Then and Now: The Tragedy for Families in Ukraine

Then and Now: The Tragedy for Families in Ukraine

I cannot look at the images of desperate mothers and children at the Polish border without thinking of my parents, both now gone. In 1939, when the Germans invaded Poland, my mother‘s life changed in a heartbeat when my grandfather, an engineer on the Polish railroad, was killed during the initial assault on September 1. This left my grandmother, my aunt, and my 14-year-old mother on their own for all of World War II. The German occupiers forced her to leave home during the day and work in a German factory, miles away.

My father, age 17, was imprisoned in that same factory. His Jewish family was destroyed; his mother and younger brother were probably killed immediately in a concentration camp while my grandfather tragically lived until just before the liberation. My father‘s separation from his family was even more horrific, as his father pleaded with the Nazis who had rounded up the family to save his son because he could “work with electronics.” My father always said that he was fortunate that he did not know the fate of his family until after the war.

When the war ended, my mother had to walk the 18 miles from the factory to her home, a trip she had previously taken by train. She told us that she needed to walk in the exact middle of the street so she wouldn’t be mistaken for a sniper. I’ve never been able to imagine that level of terror for more than a few minutes.

These traumatic separations from family are among the casualties of war. The family is the basic unit for comfort and support, and when torn apart, the damage to all, especially children, is enormous. I know that we are but one story of a family among the millions of refugees and immigrants. The world sees it again now in Ukraine.

Long-term, the story moves on. My parents met in that factory, fell in love, and married. After the war, they were sponsored by some cousins in the United States and a resettlement agency, ultimately to live in the Midwest. Over time, they were able to establish a successful building and development company. My father retained his charming manner and my mother her sharp sense of humor. Although their schooling was cut off, they were extremely well-read and placed a large value on education. They lived to raise four children, send us all to college, and see the grandchildren, even great-grandchildren.

When they finally arrived in New York in 1947, my mother, holding my 1-year-old sister, was approached by a photographer and journalist for a cover story in Newsweek on “displaced persons.” We didn’t talk about “the Newsweek cover,” often because she never forgave them for the condescending attitudes revealed by that article and the fact that, since she didn’t look quite “displaced” enough, they made her wear a headscarf.

I tell this story to remind us of the horrors of war and the long-term impact of family separations. My parents were teenagers, so at least they had the cognitive ability to understand and process what was happening to them. They had their memories of loving families.

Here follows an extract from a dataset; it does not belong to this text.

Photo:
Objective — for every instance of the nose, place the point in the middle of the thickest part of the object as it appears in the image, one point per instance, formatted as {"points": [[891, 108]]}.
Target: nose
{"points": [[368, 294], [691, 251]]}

If they are fortunate to survive, what will happen to the young children of Ukraine, their mothers refugees, their fathers fighting at home, their extended families scattered?

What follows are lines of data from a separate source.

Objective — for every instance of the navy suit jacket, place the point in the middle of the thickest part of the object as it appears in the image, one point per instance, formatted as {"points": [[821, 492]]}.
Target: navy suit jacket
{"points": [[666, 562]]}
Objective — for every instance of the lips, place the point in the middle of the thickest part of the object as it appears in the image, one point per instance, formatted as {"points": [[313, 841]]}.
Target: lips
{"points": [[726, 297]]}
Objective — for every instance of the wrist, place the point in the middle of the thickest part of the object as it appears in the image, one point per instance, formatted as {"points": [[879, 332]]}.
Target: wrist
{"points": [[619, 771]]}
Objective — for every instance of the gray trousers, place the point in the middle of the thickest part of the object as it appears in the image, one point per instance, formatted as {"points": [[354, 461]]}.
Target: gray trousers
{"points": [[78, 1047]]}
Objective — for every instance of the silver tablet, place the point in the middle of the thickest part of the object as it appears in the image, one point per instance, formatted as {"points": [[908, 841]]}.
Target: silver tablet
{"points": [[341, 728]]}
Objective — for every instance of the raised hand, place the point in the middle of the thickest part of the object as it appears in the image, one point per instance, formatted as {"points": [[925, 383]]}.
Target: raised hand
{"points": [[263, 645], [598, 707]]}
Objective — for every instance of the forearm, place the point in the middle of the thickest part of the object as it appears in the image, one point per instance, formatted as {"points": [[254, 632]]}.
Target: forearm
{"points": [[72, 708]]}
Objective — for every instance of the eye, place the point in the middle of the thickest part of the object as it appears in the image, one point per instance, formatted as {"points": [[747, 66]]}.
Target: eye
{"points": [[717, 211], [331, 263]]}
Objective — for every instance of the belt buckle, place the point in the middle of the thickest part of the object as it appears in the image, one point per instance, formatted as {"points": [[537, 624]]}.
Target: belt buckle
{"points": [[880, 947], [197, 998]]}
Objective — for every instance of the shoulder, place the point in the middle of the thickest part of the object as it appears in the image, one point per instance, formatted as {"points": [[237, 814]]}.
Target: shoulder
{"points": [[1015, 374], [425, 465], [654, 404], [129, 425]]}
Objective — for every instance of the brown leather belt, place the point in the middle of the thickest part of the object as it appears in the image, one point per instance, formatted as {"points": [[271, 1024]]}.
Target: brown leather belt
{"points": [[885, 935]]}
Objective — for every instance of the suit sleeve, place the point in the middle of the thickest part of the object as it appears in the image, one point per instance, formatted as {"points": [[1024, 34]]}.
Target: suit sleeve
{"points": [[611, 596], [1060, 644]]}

These traumatic events have consequences, both immediate and long-term. After the initial years of grief and mourning for family, country, and a way of life, there was more suffering to come. My mother never totally recovered from the four years of constant anxiety and fear. My father suffered from periodic nightmares for the rest of his life. Both were incredibly resilient and productive despite their history.

We have seen this before: the Russians in Syria, in Crimea, in Georgia, and in Chechnya. The world has paid even less attention to genocides in Africa. And race continues to play a role, in that there are reports of black Ukrainians being turned away at the border. And as Americans, we have the shame of the invasion and occupation of Iraq.

As a psychologist, I am pleased that the American Psychological Association has issued a statement of solidarity: “The American Psychological Association stands in solidarity with the National Psychological Association of Ukraine, the Ukrainian people, and colleagues in the Eastern European region, as the Ukrainian nation defends itself against military invasion.”

We must condemn this invasion and war crimes and do whatever we can to help Ukrainians and all refugees.

At the same time, let’s embrace and appreciate our own families.